The Art of Procrastination

Judy Tenuta once said, “My parents told me I’d never amount to anything because I procrastinated too much. I told them, ‘Just you wait.’”

Procrastination is a skill that takes decades to properly master. A childish amateur might miss a deadline and attempt the old cliché, “I tried to do it, but the dog ate my homework.” But it takes a really skilled writer to bring procrastination up to the level of a fine art form. As Roy Peter Clark says in his book, Writing Tools, “Never write today what you can put off until tomorrow.” With that mantra, I’m surprised he ever finished his book. Harold Ross of The New Yorker said, “Like many people, I started blogging out of an urgent need to procrastinate.”

The word procrastination is derived from the Latin cras—meaning “Tomorrow.” This tomorrow does not have the same hopeful, uplifting message Little Orphan Annie belts out with her show-stopping song. Many famous writers suffer from procrastination and have taken the word tomorrow to literally mean tomorrow. Mañana. The day after today. Or maybe the next.

Douglas Adams of Hitchhiker’s Guide fame says, “I love deadlines. I like the whooshing sound they make as they fly by.” On missing a deadline, Dorothy Parker remarked, “Somebody was using the pencil.” Robert Benchley said, “Anyone can do any amount of work providing it isn’t the work he is supposed to be doing at that moment.” The New Yorker writer Susan Orlean not only confessed to being a procrastinator, at the recent Long Beach Literary Women Conference, she gave a few tips on how to do it at home. Her first tip was to organize your bookshelves by color, then to move on to your clothes closet. Her theory being, “I’m organizing, I’m accomplishing, so how can I be a procrastinator?”
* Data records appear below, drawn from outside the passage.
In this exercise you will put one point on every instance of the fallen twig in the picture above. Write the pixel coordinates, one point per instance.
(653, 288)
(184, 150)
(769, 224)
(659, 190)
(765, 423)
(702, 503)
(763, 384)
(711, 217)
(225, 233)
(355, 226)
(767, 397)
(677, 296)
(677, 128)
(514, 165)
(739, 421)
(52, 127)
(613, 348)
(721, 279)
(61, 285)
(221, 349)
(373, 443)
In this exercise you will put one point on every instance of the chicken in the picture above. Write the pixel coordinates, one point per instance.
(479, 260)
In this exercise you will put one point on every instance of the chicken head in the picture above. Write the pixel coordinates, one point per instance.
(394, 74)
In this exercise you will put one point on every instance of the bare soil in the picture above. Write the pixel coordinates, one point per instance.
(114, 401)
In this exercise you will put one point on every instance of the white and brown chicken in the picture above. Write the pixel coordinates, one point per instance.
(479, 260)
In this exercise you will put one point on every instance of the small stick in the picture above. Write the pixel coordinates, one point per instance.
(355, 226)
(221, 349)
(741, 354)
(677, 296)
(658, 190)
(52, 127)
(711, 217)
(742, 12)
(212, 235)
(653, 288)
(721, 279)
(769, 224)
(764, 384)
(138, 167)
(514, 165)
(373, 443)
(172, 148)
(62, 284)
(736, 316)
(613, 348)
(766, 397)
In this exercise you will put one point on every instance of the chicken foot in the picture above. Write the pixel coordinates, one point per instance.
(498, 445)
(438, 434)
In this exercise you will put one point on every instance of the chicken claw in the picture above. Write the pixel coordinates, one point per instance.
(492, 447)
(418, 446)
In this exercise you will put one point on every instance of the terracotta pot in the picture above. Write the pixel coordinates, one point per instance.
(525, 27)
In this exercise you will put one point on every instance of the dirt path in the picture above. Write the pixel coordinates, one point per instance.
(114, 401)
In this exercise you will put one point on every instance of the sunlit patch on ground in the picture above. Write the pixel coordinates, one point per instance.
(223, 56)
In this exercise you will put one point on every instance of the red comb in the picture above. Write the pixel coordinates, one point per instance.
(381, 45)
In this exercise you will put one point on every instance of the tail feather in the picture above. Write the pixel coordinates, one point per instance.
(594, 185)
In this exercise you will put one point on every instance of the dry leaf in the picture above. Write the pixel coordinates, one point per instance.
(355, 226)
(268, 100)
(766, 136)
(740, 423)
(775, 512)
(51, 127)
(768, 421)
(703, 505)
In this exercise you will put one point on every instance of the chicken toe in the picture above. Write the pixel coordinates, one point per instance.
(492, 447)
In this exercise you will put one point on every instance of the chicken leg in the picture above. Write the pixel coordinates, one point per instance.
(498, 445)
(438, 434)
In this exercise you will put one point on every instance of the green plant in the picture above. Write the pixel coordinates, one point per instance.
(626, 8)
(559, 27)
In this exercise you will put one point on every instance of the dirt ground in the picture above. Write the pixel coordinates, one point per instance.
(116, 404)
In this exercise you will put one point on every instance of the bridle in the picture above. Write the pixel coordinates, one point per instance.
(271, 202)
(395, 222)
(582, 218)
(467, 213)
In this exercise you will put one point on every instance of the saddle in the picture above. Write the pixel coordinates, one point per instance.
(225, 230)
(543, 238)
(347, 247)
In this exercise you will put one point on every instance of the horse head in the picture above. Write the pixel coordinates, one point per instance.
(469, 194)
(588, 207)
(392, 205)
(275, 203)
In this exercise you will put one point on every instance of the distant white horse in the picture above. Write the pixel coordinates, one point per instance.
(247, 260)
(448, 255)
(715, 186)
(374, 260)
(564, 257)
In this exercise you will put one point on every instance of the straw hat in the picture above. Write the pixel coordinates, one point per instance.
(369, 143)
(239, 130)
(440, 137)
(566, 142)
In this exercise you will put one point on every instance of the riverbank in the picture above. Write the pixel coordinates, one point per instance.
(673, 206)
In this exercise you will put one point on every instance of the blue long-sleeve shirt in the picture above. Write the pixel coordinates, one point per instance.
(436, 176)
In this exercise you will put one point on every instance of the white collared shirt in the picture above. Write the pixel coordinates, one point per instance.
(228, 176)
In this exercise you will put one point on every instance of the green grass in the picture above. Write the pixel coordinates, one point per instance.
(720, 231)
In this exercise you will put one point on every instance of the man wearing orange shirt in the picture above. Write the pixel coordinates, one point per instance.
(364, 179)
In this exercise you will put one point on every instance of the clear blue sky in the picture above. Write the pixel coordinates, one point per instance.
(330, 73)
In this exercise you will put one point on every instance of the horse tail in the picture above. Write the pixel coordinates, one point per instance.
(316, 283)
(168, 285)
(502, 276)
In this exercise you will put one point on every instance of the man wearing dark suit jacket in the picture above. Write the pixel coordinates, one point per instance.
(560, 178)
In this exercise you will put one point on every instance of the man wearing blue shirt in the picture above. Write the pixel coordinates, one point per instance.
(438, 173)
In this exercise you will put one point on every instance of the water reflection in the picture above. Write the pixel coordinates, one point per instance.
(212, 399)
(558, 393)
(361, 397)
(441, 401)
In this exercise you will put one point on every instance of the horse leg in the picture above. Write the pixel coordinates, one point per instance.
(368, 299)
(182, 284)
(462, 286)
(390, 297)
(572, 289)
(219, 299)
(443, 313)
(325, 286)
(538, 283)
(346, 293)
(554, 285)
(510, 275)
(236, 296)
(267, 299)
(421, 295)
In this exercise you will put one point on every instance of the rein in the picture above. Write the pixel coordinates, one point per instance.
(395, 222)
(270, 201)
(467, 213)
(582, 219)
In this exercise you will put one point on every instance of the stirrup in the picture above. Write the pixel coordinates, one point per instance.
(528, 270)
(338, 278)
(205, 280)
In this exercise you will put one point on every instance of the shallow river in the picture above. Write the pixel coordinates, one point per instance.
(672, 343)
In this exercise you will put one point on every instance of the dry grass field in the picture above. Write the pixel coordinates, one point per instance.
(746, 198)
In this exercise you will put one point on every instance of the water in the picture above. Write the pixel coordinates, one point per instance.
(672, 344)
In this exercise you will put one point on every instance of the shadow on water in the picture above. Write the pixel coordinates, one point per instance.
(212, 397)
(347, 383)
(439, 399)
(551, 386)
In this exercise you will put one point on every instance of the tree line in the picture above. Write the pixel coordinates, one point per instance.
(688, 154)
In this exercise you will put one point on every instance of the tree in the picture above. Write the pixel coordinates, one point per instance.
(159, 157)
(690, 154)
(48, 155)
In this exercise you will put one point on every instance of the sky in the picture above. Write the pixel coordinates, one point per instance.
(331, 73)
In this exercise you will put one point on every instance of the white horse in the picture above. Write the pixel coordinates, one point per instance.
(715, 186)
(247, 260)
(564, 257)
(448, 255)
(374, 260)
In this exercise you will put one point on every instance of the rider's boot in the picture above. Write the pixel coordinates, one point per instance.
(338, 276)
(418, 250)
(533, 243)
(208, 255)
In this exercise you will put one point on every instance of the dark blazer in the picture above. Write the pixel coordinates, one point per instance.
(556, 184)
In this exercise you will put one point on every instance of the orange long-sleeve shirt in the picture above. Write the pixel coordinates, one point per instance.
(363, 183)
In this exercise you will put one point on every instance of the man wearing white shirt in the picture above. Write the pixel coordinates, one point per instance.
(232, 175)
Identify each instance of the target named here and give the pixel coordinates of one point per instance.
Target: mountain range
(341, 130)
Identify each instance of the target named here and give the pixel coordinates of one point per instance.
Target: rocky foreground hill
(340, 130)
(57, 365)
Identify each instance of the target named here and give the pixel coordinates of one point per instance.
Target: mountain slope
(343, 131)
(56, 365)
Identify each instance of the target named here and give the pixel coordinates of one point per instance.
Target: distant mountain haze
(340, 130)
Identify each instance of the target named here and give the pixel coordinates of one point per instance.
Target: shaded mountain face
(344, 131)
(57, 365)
I myself have just put off working on my book by reading all the quotes about procrastination on the Internet. Here’s one of my favorites:

“Procrastination is my sin. It brings me naught but sorrow.

I know that I should stop it. In fact, I will—tomorrow!”

There’s that word again—tomorrow—which brings us back to that Broadway show. Let’s take my stage analogy a bit further and rename procrastination; let’s call it rehearsal. Now doesn’t that sound better? The rehearsal is the preparation period when you learn the story, memorize your lines, and get into the mind of your character. You have to know these things before you can perform and also before you can write. We could all stop putting off until tomorrow if we started thinking of writing as a performance. Your audience has bought tickets and they have high expectations, so when the curtain rises, you darn well better be ready.

Procrastination may be the perfect way to add drama to your life, but only accomplishment adds the accolades. In the words of Jedi Master Yoda, “Do or do not do. There is no try.”